Sous la forme d’une infection respiratoire, le Mycoplasma  se caractérise par des toux sèches associées à des crachats ramenant  parfois du pus. Il se manifeste aussi par des céphalées, des maux de gorge, des malaises, de l’hyperthermie provoquée par une forte fièvre, des myalgies et des arthralgies. En évoluant, les symptômes  se traduisent par une myringite (inflammation du tympan) et une éruption cutanée vésiculeuse ou érythémateuse dans 25 % des cas (http://www.phac-aspc.gc.ca/lab-bio/res/psds-ftss/myco-pneu-fra.php#note5 ). Ils peuvent aussi être accompagnés d’ectodermose érosive pluriorificielle, de dermatostomatite, de conjonctivite, d’inflammation de l’urètre et de stomatite bulleuse. Les  complications peuvent entraîner l’inflammation des méninges et de l’encéphale, entrainant des troubles du mouvement et de la conscience. Des cas d’anémies sont provoqués par l’éclatement des globules rouges, et les malades peuvent aussi subir des atteintes articulaires, cardiaques et pulmonaires aigues. Les lésions au niveau des organes sont irréversibles en l’absence de traitements et celles au niveau du système neurologique peuvent notamment engendrer le coma.
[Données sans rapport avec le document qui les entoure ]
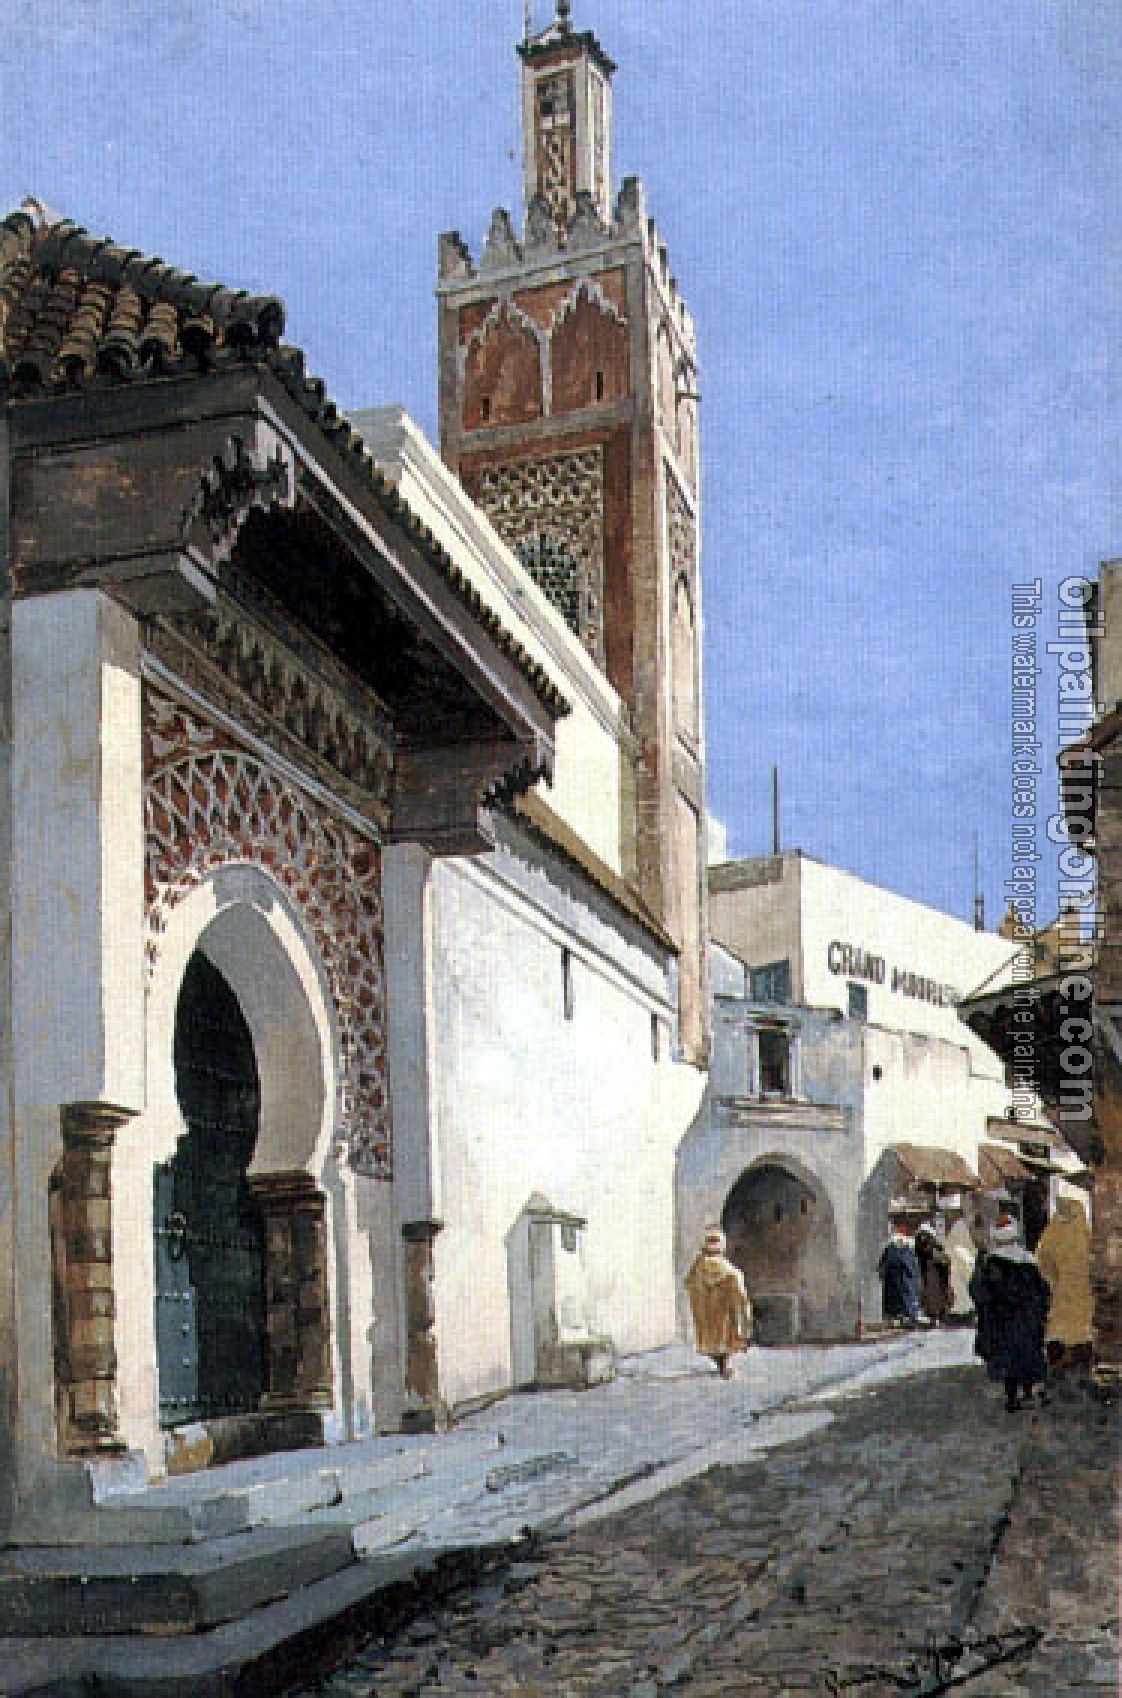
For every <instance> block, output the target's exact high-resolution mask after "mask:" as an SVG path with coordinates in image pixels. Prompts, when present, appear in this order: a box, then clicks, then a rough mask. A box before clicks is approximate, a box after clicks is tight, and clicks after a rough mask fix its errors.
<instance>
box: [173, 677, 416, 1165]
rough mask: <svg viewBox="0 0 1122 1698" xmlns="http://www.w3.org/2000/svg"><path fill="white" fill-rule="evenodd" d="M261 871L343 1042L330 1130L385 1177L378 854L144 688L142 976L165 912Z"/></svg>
mask: <svg viewBox="0 0 1122 1698" xmlns="http://www.w3.org/2000/svg"><path fill="white" fill-rule="evenodd" d="M233 863H250V864H253V866H258V868H261V869H263V871H266V873H268V874H270V876H272V878H275V880H277V883H278V885H280V886H282V888H283V890H285V893H287V895H289V898H290V900H292V903H294V905H295V908H297V910H299V912H300V915H302V917H304V920H306V924H307V927H309V931H311V934H312V937H314V941H316V946H317V949H319V956H321V961H323V964H324V970H326V976H328V983H329V987H331V998H333V1004H334V1015H336V1029H338V1037H339V1070H338V1094H336V1133H338V1138H339V1141H341V1143H343V1144H345V1146H346V1150H348V1163H350V1167H351V1168H355V1172H358V1173H368V1175H372V1177H375V1178H392V1148H390V1117H389V1080H387V1056H385V966H384V937H385V931H384V914H382V856H380V851H379V847H377V844H373V842H370V841H368V839H367V837H362V835H360V834H358V832H356V830H353V829H351V827H350V825H346V824H343V822H341V820H338V818H334V817H333V815H331V813H329V812H328V810H326V808H324V807H323V805H321V803H317V801H314V800H312V798H311V796H306V795H304V793H302V791H300V790H297V788H295V784H292V783H289V781H287V779H283V778H280V776H278V774H277V773H273V771H272V769H270V767H268V766H265V764H263V762H261V761H260V759H258V757H256V756H253V754H250V752H246V751H244V749H243V747H241V745H239V744H238V742H234V739H233V737H229V735H227V734H226V732H222V730H219V728H217V727H214V725H209V723H207V722H204V720H202V718H199V717H197V715H195V713H190V711H188V710H187V708H183V706H180V705H178V703H175V701H170V700H168V698H166V696H161V694H160V693H156V691H153V689H151V688H146V689H144V903H146V912H148V942H146V956H148V963H149V968H151V964H153V963H154V959H156V956H158V953H160V937H161V934H163V931H165V927H166V922H168V914H170V912H171V908H175V905H177V903H178V902H182V898H183V897H185V895H187V893H188V891H190V890H194V888H195V886H197V885H200V883H202V881H204V880H205V878H207V876H209V874H210V873H214V871H216V869H217V868H221V866H231V864H233Z"/></svg>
Le syndrome grippal aigu peut évoluer vers un syndrome de détresse respiratoire mortel.

Quant aux infections génitales, les symptômes se traduisent par des douleurs hypogastriques et le gonflement du méat. La prostatite, l’épididymite,  l’urétrocystite chronique, les  calculs urinaires, la méningite, la pneumopathie chronique et les infections de prothèse aortique, ainsi que l’abcès intra‑rénal sous‑cutané font partie des éventuelles complications. Le développement d’une pneumonie néonatale, la mortinaissance ou la naissance prématurée, l’avortement spontané, la bactériémie postnatale et l’endométrite postnatale sont également associés aux symptômes du Mycoplasma genitalium.    

Le traitement des mycoplasmes repose sur des antibiotiques tels que les tétracyclines, les fluoroquinolones et les macrolides. Une cure de 5 jours suffit pour traiter les infections non compliquées, et 14  jours pour les formes plus avancées. Pour soigner les infections des voies génitales, les tétracyclines ont toujours tenu la première place. Les Macrolides permettent d’éradiquer le Mycoplasma pneumoniae.  Et puisque le Mycoplasma genitalium est une maladie sexuellement transmissible, l’utilisation d’un préservatif  lors d’une relation sexuelle  est fortement conseillée.